Enter benefit one of being a physician: putting the kibosh on an overly aggressive workup or treatment plan. We all know the amount of CYA medicine that happens on the wards, but we can prevent it from happening to our loved ones when the case is fairly straightforward. Obviously, this is a fine line. You don't want to be the jerk trying to diagnose and treat your grandmother over the phone and you don't want to prevent her from getting necessary, appropriate testing; we've all heard those stories. But I couldn't help imagining Nana getting an MRI, then getting an unnecessary angiogram, invariably flicking off clot or dissecting a blood vessel and causing a stroke. She has made it this far on few medical interventions and just a few medicines; her body's been doing a pretty good job on its own.

We physicians are also fortunate that we can interpret the medical language and translate it — in context — for our family members. I took my grandmother to a nephrologist a couple weeks later, and after he asked her some questions about NSAID use, fluid intake, and urination, we came up with a medical plan for her hyponatremia: cut back the NSAID and the fluid to 60 ounces a day, and give the Coreg a try.

Back at home, this translated to talking with her about her aches and pains and trying to come up with a different plan besides her ibuprofen and naproxen because she thought the Percocet was too strong.

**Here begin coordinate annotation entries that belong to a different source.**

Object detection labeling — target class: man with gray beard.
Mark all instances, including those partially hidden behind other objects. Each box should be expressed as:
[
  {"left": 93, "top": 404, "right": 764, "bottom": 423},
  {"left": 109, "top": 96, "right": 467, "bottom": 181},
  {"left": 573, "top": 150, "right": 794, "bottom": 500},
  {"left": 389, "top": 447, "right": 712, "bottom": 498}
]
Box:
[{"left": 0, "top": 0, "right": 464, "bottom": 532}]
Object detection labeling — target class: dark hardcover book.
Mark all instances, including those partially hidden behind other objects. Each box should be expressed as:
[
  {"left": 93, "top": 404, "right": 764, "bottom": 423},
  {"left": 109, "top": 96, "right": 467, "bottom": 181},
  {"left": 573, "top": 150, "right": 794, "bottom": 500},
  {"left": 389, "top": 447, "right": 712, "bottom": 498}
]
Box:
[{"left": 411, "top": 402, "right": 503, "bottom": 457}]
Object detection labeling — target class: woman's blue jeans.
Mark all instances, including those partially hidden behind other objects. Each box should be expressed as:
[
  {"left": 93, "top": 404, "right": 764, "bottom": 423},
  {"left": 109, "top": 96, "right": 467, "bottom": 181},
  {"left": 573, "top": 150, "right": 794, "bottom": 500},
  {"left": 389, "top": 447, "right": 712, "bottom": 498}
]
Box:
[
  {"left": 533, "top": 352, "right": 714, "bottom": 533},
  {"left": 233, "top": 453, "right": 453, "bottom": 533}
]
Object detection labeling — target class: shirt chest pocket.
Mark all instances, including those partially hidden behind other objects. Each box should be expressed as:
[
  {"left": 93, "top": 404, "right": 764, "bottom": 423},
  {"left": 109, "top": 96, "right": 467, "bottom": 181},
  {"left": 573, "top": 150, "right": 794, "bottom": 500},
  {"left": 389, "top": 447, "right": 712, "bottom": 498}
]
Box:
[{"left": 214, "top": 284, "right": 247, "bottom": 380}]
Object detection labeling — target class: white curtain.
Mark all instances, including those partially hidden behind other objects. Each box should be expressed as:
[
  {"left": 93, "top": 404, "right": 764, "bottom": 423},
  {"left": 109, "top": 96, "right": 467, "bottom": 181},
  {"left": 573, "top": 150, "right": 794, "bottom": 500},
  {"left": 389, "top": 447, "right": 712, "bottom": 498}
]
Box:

And I explained that 60 ounces was about a half-gallon, one large pitcher, or five cans of 7UP. It's difficult to imagine any non-medical person being able to hear all the doctor's recommendations and figure out what they mean in the span of a 15-minute clinic visit, not to mention then being able to apply them to their daily lives.

Obviously, we may be a bit subjective in our assessments of family members, miss the forest for the trees, or perhaps not show enough sympathy to our friends and family (my friends never seem to like my recommendation of “take ibuprofen”). But as long as we don't dive too deeply into diagnosing and treating our own family members and loved ones, we can be advocates for them. When we take off our physician hats, we want what all our patients' family members want: a diagnosis and treatment plan that will make them feel better.